Say your prayers for the chancellor of the exchequer. Most people think David Davis and Liam Fox have a tough enough job over the coming months, but Philip Hammond also faces a daunting challenge. Consider some of the questions in his in-tray:
Question One: Is the UK economy slowing down? The received wisdom is that it is, and that recent indicators merely exhibit a bounce-back from the immediate after effects of the referendum. But as I have written in this column before, something significant happened in the UK economy in June and July, namely an acceleration in broad money growth. It’s still uncertain whether or not this will continue, but if it does, UK economic performance could be stronger than people think.
Six to seven per cent growth in broad money, with inflation at 0.6 per cent, suggests two things. First, that nominal GDP growth will be firm. Second, a significant proportion of that nominal growth will translate into real growth (obviously there could be a shift in the velocity of money, which could weaken some of this effect).
For those readers who lean towards the view that consensus opinion is surely correct, I would remind them of the famous letter by 364 economists to The Times in 1981, arguing that the chancellor’s Budget would deepen the recession. We now know that the recovery began soon after. It might be Groundhog Day for the UK economy.
HM Treasury, of course, is likely to remain wedded (at least partially) to its pre-referendum reports on the impact of Brexit. This means that any forecasts for the chancellor will contain underlying assumptions that: one, the UK economy will be on a glide path to slower economic growth in the long term; and, two, in the short term, uncertainty effects will exert a powerful influence.
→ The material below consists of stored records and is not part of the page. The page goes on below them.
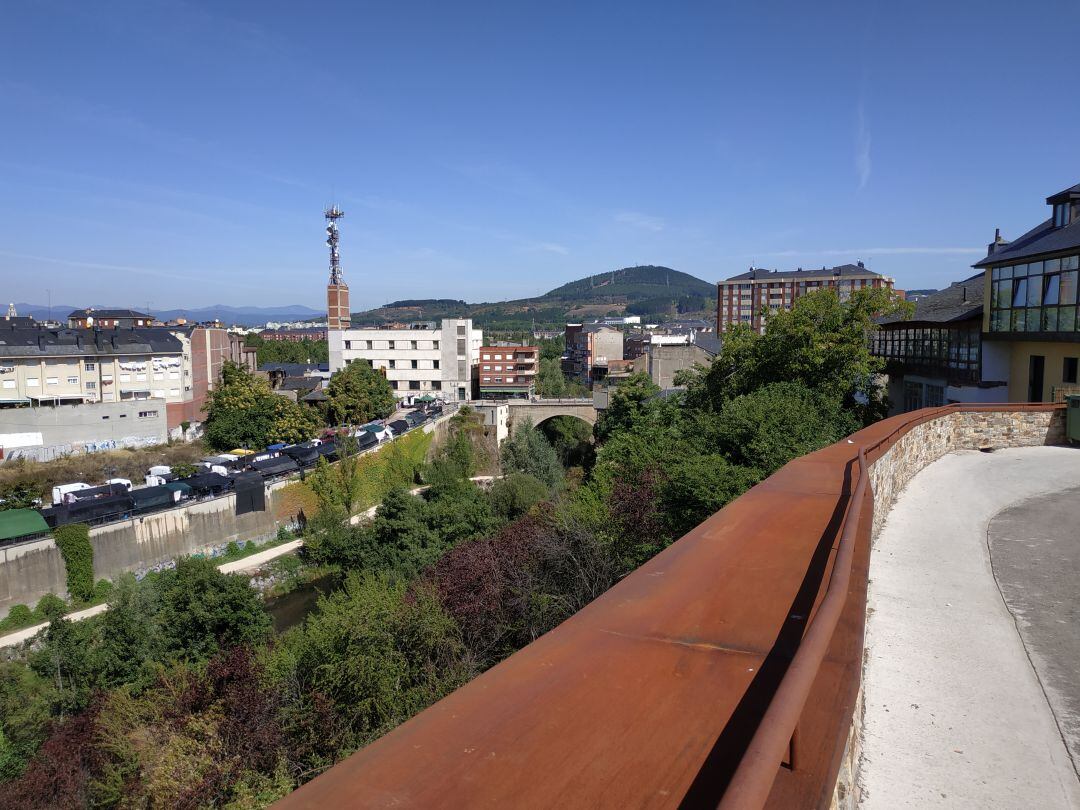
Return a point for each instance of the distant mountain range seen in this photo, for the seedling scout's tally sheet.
(244, 315)
(648, 291)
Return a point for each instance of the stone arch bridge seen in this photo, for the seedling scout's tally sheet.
(538, 410)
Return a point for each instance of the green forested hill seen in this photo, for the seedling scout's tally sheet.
(649, 291)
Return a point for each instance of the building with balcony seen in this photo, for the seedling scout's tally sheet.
(508, 372)
(743, 298)
(589, 348)
(935, 356)
(295, 334)
(423, 361)
(1030, 323)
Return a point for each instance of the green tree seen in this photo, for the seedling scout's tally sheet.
(19, 495)
(203, 610)
(769, 427)
(822, 342)
(130, 638)
(528, 451)
(243, 412)
(359, 393)
(628, 403)
(516, 494)
(26, 701)
(378, 650)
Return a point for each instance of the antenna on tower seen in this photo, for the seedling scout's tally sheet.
(333, 214)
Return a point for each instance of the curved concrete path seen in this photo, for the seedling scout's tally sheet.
(1035, 550)
(955, 713)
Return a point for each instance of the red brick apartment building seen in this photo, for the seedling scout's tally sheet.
(207, 349)
(743, 297)
(508, 372)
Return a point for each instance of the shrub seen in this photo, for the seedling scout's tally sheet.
(103, 589)
(73, 542)
(49, 607)
(18, 616)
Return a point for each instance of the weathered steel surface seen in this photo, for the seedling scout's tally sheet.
(650, 694)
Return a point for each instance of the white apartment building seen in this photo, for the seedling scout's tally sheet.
(41, 366)
(418, 360)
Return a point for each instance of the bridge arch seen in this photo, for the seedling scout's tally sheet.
(540, 410)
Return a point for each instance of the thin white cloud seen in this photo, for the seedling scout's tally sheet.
(637, 219)
(863, 165)
(172, 275)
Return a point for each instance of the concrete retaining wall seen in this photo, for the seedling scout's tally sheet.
(30, 570)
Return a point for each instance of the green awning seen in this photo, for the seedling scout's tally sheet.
(15, 523)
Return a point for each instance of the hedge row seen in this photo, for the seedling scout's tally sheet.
(73, 542)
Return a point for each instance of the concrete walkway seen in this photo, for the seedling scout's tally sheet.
(1035, 549)
(955, 713)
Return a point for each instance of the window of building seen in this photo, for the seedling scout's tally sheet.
(913, 395)
(1069, 370)
(1061, 215)
(935, 396)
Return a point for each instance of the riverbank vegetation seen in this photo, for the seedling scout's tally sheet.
(179, 696)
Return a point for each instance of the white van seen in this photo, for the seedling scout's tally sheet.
(62, 489)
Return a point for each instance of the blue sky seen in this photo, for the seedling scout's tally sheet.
(181, 152)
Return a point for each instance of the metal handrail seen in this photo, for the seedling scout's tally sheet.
(754, 777)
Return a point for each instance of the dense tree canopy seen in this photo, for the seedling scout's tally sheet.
(243, 412)
(358, 394)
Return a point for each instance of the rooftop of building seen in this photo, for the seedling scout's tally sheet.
(17, 341)
(1043, 239)
(841, 271)
(91, 312)
(961, 300)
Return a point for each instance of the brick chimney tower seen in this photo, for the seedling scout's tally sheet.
(338, 315)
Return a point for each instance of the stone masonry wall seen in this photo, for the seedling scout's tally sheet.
(889, 474)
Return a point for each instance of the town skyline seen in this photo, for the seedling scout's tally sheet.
(468, 160)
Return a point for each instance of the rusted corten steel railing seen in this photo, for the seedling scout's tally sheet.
(684, 684)
(775, 740)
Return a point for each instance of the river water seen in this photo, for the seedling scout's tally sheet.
(291, 609)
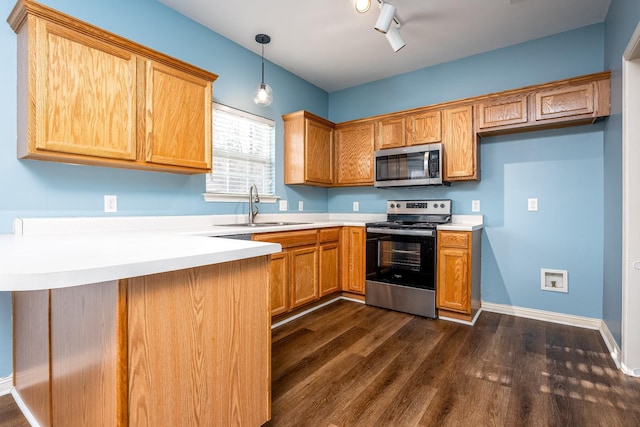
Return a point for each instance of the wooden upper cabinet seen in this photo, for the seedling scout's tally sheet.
(308, 149)
(91, 97)
(564, 102)
(178, 117)
(82, 100)
(354, 153)
(501, 112)
(577, 101)
(460, 144)
(424, 127)
(391, 133)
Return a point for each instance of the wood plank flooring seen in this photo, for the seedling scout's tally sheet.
(348, 364)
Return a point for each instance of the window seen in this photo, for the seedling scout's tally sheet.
(243, 154)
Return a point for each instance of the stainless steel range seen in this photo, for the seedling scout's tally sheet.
(401, 256)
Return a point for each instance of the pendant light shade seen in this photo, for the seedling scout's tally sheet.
(264, 94)
(363, 5)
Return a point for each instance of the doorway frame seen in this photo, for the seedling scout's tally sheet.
(630, 351)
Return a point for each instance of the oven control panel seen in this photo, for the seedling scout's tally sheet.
(421, 207)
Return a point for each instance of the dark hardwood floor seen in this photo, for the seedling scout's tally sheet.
(348, 364)
(353, 365)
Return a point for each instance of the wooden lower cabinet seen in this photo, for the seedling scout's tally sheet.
(353, 243)
(188, 347)
(279, 283)
(307, 269)
(458, 274)
(304, 275)
(329, 269)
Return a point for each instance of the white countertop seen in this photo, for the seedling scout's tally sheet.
(35, 262)
(49, 253)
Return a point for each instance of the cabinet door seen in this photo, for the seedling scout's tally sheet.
(82, 99)
(423, 128)
(460, 143)
(319, 152)
(178, 118)
(353, 259)
(329, 271)
(565, 102)
(391, 133)
(502, 112)
(304, 275)
(453, 289)
(354, 152)
(279, 283)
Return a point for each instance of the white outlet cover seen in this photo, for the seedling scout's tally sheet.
(110, 203)
(554, 280)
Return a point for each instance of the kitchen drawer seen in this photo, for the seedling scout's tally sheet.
(453, 239)
(289, 239)
(328, 235)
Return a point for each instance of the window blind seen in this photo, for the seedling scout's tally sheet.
(243, 152)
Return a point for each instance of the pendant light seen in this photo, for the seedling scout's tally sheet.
(264, 95)
(363, 5)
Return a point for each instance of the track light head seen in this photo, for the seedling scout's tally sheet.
(387, 13)
(395, 39)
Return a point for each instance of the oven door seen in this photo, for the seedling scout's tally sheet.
(400, 259)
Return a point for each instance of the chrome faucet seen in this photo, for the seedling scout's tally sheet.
(253, 211)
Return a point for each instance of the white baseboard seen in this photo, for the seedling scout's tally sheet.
(614, 350)
(25, 410)
(6, 384)
(547, 316)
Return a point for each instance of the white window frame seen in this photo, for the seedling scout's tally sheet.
(240, 197)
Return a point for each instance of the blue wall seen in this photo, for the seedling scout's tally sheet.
(621, 21)
(42, 189)
(562, 168)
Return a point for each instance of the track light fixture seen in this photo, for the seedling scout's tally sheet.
(264, 95)
(395, 39)
(387, 13)
(362, 5)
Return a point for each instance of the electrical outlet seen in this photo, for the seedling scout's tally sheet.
(110, 203)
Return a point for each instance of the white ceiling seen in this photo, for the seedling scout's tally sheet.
(329, 44)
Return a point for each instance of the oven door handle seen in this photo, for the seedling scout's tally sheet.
(401, 232)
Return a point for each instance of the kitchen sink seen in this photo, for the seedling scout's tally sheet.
(261, 224)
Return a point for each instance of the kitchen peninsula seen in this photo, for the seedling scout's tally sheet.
(139, 328)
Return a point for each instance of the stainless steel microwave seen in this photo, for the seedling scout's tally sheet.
(416, 165)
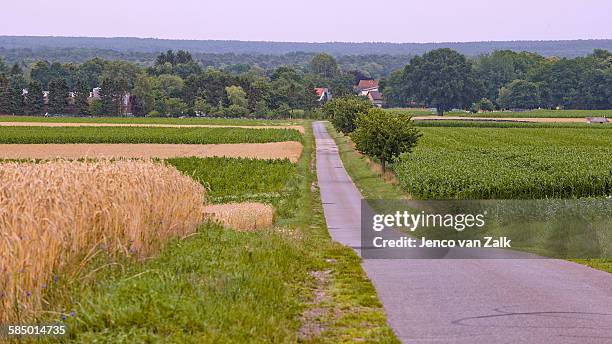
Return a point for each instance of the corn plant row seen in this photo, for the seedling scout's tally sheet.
(477, 163)
(43, 135)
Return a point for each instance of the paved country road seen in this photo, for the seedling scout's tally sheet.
(470, 301)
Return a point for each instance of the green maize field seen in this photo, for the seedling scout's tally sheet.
(145, 135)
(508, 163)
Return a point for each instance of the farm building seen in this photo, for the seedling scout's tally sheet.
(376, 98)
(366, 86)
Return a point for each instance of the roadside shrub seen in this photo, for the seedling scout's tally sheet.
(342, 112)
(384, 136)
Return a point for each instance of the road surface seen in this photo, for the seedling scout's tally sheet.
(470, 301)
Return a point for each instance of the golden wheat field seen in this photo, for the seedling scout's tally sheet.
(274, 150)
(241, 216)
(55, 216)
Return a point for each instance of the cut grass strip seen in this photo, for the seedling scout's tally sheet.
(150, 120)
(272, 150)
(44, 135)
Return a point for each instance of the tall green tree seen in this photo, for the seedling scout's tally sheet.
(59, 97)
(442, 78)
(519, 94)
(342, 112)
(383, 135)
(324, 65)
(112, 94)
(34, 101)
(17, 84)
(5, 98)
(16, 70)
(81, 98)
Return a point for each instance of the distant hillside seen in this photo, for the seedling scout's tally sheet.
(119, 46)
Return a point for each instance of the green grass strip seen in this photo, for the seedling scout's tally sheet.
(43, 135)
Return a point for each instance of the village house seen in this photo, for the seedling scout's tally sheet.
(366, 86)
(376, 98)
(323, 94)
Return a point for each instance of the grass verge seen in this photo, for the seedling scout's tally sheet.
(43, 135)
(149, 120)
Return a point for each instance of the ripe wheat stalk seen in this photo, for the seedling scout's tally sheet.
(55, 215)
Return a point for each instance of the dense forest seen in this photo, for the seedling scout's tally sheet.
(176, 84)
(567, 48)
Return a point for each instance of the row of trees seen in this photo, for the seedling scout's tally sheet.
(177, 85)
(174, 85)
(446, 79)
(375, 132)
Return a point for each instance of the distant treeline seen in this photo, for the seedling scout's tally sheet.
(566, 48)
(175, 83)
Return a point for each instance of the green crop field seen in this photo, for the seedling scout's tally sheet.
(475, 123)
(222, 285)
(145, 135)
(540, 113)
(241, 180)
(544, 113)
(150, 120)
(504, 163)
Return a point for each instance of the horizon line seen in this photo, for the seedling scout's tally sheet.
(309, 42)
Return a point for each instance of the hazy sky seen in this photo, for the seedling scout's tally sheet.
(312, 21)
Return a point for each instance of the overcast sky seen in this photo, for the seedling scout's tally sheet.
(312, 21)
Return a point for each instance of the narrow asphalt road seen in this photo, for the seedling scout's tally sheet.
(469, 301)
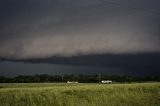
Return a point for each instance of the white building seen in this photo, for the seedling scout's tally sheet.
(106, 81)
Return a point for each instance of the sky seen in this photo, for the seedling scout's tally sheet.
(67, 28)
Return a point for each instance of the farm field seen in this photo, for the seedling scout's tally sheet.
(81, 94)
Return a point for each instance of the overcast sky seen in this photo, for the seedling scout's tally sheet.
(45, 28)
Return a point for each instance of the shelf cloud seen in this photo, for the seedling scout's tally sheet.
(39, 29)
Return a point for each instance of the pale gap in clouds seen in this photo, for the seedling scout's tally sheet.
(38, 29)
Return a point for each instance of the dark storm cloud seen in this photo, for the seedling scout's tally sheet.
(34, 28)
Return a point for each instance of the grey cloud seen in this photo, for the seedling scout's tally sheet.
(33, 29)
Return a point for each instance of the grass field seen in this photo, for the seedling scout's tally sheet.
(59, 94)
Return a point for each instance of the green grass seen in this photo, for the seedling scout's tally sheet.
(58, 94)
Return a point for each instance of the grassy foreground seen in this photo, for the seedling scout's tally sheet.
(58, 94)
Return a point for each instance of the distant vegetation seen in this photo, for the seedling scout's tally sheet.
(80, 78)
(81, 94)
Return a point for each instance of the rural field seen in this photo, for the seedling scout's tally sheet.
(81, 94)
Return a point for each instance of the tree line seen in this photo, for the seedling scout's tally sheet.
(44, 78)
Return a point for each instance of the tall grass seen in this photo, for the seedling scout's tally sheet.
(49, 94)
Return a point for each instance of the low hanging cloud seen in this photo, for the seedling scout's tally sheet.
(42, 29)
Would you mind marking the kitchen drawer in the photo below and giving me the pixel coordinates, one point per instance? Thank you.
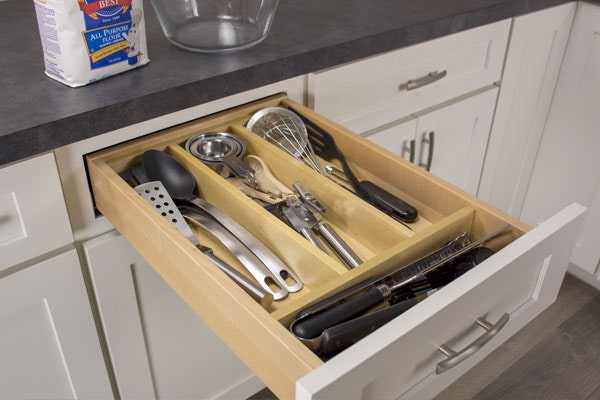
(370, 93)
(521, 279)
(33, 216)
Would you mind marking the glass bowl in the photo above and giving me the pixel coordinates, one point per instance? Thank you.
(215, 26)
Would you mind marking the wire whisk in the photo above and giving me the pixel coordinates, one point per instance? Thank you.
(285, 129)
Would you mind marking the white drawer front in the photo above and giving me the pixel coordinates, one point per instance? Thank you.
(403, 354)
(33, 216)
(367, 94)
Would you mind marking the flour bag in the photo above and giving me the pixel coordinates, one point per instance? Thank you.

Right now the chancellor doesn’t know whether or not these assumptions are correct or incorrect. My own view is that there’s far too much negative group-think at present. This might be wrong, very wrong.
Question Two: How do you produce forecasts when you don’t know what the Brexit strategy will be? Clearly that strategy is as yet undefined and forecasts can’t take the impact on board. However, the chancellor still needs to present an Autumn Statement with numbers in it.
Question Three: If the existing fiscal rules have been abandoned, what do you replace them with? Or are there no rules other than a slower return to surplus? It’s difficult to gauge, right now, what the market reaction to a slower return to surplus will be. It depends on precisely how big the future deficit will be and the source of the deterioration, as between the effect of slower growth and/or supply-side reform. Fiscal balance by 2019-20 may have been abandoned, but what fiscal-lite looks like remains to be seen.
Question Four: How much of a supply-side stimulus does the chancellor want to introduce to boost competitiveness in the wake of Brexit? Obvious candidates would be greater infrastructure spending and a reduction in corporation tax. Announcing a long-term plan to reduce the main rate of corporation tax to 10 per cent would be a dramatic gesture to the world that the UK is open for business. This message would have extra power in the wake of the recent EU tax ruling on Apple in Ireland. The chancellor’s options here will depend on how far he is boxed in by weaker GDP growth projections.
One final consideration and complication for the chancellor is that this will be the first Autumn Statement under a new Prime Minister. The Autumn Statement will almost certainly reflect her ideas and objectives as well.